Inquiring into the artistic process and its product

Photo by Megan Moore.

As the semester draws to a close, the VAV gallery at Concordia has launched its final exhibit of 2012, one which will surely encourage discussion.

Queer Partnerships, attempts to look at the different shapes human contact and creative collaboration take, while exploring and challenging the artistic conventions of masculinity, singularity and heteronormativity. To this purpose, the exhibit provides an opportunity for the audience to explore both the artistic process and its product.

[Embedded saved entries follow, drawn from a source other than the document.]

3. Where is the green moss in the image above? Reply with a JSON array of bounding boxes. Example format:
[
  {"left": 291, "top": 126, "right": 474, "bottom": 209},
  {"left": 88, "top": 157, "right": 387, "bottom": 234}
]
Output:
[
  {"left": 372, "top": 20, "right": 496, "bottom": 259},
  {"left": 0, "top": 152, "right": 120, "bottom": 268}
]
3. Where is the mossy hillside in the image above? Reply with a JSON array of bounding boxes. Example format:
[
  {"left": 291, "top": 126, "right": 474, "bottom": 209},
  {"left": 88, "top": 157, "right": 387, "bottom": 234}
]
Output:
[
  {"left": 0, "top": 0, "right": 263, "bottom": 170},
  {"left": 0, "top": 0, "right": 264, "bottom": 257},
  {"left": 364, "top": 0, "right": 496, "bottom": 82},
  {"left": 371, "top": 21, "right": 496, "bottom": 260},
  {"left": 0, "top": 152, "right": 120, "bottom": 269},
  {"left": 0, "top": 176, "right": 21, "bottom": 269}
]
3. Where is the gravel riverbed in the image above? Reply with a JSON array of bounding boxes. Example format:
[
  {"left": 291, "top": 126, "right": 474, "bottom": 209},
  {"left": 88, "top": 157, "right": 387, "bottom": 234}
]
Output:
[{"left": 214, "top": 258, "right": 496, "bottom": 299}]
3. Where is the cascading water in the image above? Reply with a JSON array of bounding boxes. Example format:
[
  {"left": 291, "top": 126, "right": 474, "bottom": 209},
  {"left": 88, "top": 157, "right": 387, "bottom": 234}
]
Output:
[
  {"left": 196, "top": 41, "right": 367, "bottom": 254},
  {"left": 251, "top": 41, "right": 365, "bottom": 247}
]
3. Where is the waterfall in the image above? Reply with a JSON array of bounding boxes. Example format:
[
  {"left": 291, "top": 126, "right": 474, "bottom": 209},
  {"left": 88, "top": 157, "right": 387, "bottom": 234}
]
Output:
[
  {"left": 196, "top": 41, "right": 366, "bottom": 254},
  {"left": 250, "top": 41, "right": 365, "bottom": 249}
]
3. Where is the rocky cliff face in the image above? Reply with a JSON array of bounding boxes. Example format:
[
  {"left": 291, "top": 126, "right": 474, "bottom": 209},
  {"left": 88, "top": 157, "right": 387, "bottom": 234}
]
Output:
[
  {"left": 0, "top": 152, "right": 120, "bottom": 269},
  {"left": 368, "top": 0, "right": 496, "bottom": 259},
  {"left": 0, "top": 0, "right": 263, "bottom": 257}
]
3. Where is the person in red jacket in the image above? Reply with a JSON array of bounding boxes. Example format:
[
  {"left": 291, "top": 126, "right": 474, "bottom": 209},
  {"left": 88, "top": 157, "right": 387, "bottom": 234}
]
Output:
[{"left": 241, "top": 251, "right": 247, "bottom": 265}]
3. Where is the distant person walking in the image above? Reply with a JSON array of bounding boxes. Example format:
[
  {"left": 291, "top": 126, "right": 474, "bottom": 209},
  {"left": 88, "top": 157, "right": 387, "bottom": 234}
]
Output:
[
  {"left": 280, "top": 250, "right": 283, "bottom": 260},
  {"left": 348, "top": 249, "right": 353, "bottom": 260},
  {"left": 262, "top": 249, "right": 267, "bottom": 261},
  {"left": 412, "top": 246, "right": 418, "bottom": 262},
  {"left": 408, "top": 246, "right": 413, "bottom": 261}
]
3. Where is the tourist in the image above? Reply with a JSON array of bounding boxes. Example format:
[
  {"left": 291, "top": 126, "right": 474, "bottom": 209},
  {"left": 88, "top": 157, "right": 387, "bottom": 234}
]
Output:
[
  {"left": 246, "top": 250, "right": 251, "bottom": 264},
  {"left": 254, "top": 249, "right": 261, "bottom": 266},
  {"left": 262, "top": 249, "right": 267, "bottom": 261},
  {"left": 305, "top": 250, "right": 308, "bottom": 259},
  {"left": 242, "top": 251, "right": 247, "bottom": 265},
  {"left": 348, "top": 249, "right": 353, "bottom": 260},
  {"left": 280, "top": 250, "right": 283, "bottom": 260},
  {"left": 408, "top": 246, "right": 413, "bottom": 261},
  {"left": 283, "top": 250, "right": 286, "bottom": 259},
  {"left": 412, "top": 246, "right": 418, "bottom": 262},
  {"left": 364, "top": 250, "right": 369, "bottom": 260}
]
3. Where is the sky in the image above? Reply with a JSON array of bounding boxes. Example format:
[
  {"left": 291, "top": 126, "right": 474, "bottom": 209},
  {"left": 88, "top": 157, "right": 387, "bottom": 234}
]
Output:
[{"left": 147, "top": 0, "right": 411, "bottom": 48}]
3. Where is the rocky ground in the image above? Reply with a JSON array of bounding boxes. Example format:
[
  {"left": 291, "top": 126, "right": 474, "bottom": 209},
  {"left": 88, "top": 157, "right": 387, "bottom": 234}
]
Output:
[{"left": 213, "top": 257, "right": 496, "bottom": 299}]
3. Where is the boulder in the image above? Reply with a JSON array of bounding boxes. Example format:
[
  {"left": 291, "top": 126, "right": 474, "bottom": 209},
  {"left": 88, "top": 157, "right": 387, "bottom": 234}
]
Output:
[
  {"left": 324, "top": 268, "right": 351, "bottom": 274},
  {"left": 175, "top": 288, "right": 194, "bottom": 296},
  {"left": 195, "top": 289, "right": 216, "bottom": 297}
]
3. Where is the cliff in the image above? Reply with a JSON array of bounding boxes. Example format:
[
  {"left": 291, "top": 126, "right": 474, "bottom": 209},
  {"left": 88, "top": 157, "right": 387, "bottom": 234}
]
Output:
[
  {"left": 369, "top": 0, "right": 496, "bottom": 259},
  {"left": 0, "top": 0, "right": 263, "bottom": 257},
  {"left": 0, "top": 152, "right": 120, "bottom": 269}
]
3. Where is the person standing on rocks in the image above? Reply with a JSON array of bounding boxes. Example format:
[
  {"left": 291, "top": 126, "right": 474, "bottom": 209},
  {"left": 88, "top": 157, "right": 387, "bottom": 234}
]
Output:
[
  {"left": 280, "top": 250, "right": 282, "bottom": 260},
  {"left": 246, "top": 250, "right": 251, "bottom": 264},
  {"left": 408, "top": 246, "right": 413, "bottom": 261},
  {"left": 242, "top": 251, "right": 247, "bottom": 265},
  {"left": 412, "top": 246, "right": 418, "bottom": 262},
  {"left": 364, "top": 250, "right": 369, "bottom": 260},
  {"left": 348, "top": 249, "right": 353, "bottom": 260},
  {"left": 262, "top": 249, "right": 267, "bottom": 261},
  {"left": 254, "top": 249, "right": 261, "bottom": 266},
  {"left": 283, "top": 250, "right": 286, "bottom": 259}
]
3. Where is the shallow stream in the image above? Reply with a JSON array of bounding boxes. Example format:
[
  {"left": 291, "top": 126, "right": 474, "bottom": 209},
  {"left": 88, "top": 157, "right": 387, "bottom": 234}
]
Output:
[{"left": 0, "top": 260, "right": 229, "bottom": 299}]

The Queer Partnerships Collective is a group of students assembled by Concordia professor Erin Silver, in the context of her ART398 class, Significant “Others”: Queer Partnerships in Art & Art-Making. Silver paired the students in her class with an artist mentor from Montreal and Toronto, in order to focus attention on the possibilities of queer artistic collaborations.

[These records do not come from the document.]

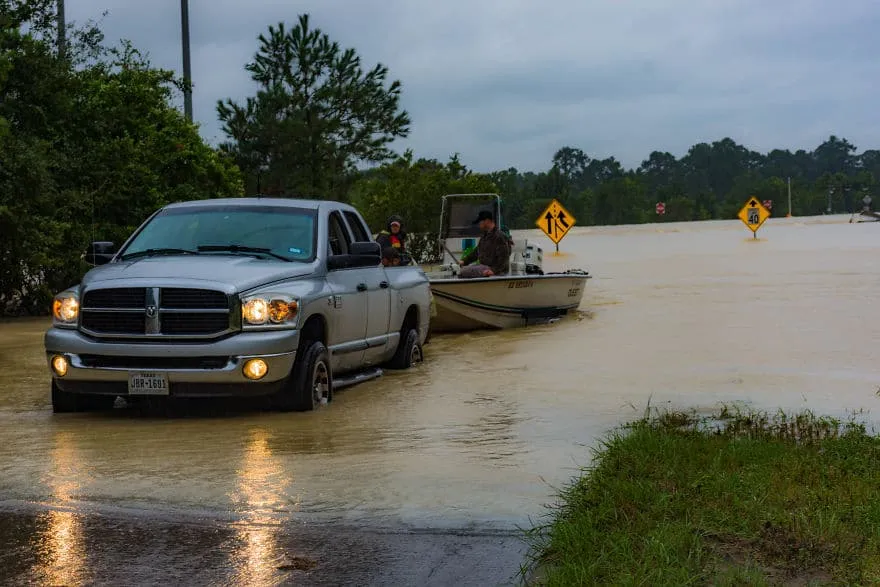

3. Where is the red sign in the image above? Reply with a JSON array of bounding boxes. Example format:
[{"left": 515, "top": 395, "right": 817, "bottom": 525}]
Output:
[
  {"left": 763, "top": 200, "right": 772, "bottom": 210},
  {"left": 655, "top": 202, "right": 666, "bottom": 215}
]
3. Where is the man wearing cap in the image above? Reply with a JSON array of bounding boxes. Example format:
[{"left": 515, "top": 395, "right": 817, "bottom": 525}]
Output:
[{"left": 458, "top": 210, "right": 511, "bottom": 278}]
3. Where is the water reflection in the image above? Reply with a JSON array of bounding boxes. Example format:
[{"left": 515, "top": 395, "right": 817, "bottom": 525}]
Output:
[
  {"left": 228, "top": 427, "right": 294, "bottom": 586},
  {"left": 35, "top": 430, "right": 89, "bottom": 586}
]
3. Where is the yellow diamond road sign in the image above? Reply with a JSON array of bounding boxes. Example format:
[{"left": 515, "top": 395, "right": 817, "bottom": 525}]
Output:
[
  {"left": 536, "top": 199, "right": 576, "bottom": 244},
  {"left": 737, "top": 197, "right": 771, "bottom": 234}
]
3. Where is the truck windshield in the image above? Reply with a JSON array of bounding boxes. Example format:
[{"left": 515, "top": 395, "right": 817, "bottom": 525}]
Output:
[{"left": 120, "top": 204, "right": 318, "bottom": 262}]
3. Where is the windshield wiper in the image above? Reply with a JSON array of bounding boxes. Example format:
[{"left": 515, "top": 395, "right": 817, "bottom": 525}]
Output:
[
  {"left": 120, "top": 248, "right": 200, "bottom": 261},
  {"left": 196, "top": 244, "right": 291, "bottom": 262}
]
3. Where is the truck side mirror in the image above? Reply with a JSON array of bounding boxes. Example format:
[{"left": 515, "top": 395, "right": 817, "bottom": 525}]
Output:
[
  {"left": 327, "top": 242, "right": 382, "bottom": 271},
  {"left": 349, "top": 241, "right": 381, "bottom": 262},
  {"left": 84, "top": 241, "right": 116, "bottom": 266}
]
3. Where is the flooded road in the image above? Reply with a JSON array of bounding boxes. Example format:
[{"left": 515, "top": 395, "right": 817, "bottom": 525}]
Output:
[{"left": 1, "top": 215, "right": 878, "bottom": 584}]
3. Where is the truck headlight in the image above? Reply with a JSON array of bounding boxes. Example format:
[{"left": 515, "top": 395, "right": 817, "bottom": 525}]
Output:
[
  {"left": 241, "top": 294, "right": 299, "bottom": 326},
  {"left": 52, "top": 292, "right": 80, "bottom": 326}
]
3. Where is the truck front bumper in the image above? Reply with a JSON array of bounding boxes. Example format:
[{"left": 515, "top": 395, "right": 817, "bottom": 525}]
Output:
[{"left": 44, "top": 327, "right": 300, "bottom": 398}]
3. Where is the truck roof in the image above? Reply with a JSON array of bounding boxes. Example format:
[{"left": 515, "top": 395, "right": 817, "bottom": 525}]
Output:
[{"left": 163, "top": 197, "right": 353, "bottom": 212}]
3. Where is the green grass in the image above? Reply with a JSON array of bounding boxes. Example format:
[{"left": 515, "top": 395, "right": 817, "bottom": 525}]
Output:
[{"left": 522, "top": 406, "right": 880, "bottom": 586}]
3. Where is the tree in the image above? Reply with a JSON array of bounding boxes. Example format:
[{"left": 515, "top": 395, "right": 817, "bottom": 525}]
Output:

Behind the scenes in this exhibit, the curatorial efforts put forth are also reflective of a desire to challenge artistic conventions. Clinton Glenn, the exhibit’s curator, is using Queer Partnerships as an experiment for his curatorial statement. Glenn explained that the point of the way he curated this exhibit was to challenge the traditional gallery approach by “destroying the narrative sequence that’s usually present in exhibits.”

He plans on scheduling a set number of interventions, affecting the setup of the exhibit and allowing him to analyze how people interact with gallery space.

Queer Partnerships is an exhibit that’s expecting a lot of exposure. Its participation in the World Aids Day this past weekend has earned it a lot of attention, both on and off campus. In light of the artists’ engagement in the queer subject matter, this exhibit is, if anything, a great example of how you can use art to advocate knowledge and opinions on given social issues. These pieces are very personal, some even including memorabilia from coming-out stories.

Overall, the exhibit has something raw to it that’s very compelling. It says a lot for just how close transparency can bring you to an artist and how it can advocate their overall message, but there’s nothing sleek or finished about it’s showcasing. You’re simply left with the impression that you are peeking into someone’s innermost thoughts, fears and advocacies, their perpetual work in progress.